Mack’s lion began to shake and convulse, only this time he wasn’t out of control. The long golden hairs of his mane that were stained a crimson red began to retract into his body as he phased
. A second later, he exploded into his human form and looked over the edge.
The tormented wail that burst from Mack’s body sent shivers racing down Grant’s spine.
“We have to get Bryce and Logan out of here,” Grant said. This brawl was getting out of hand and he didn’t want to lose anyone else.
But Mack was just getting started. He slapped his shoulders hard as he turned around with a murderous look in his eye.
Caelum looked shaky as he climbed to his feet. His eyes were locked on Mack who was charging over with his hands squeezed into fists.

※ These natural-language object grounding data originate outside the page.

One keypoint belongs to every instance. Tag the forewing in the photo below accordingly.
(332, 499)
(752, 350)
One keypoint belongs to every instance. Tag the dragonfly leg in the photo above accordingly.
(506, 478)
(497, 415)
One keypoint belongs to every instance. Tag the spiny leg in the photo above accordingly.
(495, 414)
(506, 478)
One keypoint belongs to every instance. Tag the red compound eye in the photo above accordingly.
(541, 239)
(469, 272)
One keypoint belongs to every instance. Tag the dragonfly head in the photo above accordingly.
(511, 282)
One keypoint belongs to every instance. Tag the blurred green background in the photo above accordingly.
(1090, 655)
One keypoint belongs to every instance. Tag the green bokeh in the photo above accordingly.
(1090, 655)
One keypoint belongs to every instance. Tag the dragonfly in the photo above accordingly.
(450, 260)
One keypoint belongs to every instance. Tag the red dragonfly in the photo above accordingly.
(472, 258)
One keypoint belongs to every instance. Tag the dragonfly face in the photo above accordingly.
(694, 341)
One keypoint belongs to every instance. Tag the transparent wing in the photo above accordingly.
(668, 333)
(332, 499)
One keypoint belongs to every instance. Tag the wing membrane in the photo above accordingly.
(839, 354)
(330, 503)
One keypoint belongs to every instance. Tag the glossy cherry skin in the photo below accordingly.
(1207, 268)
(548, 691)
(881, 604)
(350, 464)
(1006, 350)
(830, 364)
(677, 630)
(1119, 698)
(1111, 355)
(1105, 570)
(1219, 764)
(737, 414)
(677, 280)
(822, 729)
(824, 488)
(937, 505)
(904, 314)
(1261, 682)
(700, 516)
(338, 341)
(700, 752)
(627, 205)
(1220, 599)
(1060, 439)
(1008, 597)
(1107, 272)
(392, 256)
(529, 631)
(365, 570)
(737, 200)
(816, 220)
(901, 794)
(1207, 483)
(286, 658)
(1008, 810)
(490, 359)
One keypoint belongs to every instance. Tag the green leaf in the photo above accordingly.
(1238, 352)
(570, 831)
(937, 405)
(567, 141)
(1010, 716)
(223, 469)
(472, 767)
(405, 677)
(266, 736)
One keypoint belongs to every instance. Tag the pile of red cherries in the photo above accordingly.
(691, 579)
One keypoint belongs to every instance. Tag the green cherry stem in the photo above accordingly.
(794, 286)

The skin shifter managed to duck out of the way of the first punch, but the next twenty or thirty hit him. Mack didn’t even let up when the skin shifter collapsed to the ground completely limp. He kept hitting him with punch after punch as he sobbed uncontrollably. It took both DeMarcus and Hardy in their human forms to pull him off.
Mack turned and unleashed his vengeance on them, throwing devastating punches at the two huge bear shifters. He cracked Hardy on the jaw with a roundhouse punch that dropped him to a knee. Another punch to the side of his head had him falling over in a KO.
DeMarcus stepped back, but Mack wasn’t having any of it. He leapt forward and scooped the huge polar bear up in his flexed arms. With a grunt, he slammed him down onto the cement head first, knocking him out cold.
The wolf whimpered and reared back with his tail between his legs as Mack turned his head and spotted him. Grant watched in shock as Mack ran over, picked up the wolf, and slammed him down onto his knee, cracking his back. The wolf rolled off, whimpering in pain. Mack finished him off with a kick to the head, turning his lights out for the night.
He spun around with his hands squeezed into fists, looking for someone else to take his fury out on, but there was no one else. The three shifters and skin shifter were all unconscious.
With no one to take his pain out on but himself, Mack dropped to his knees and sobbed. He dropped his head into his hands and wailed as Tempest and Ryder rushed over to comfort him.
Grant looked down at Logan who was finally starting to get some color back into his face, but he was still in bad shape. It really was time to go now.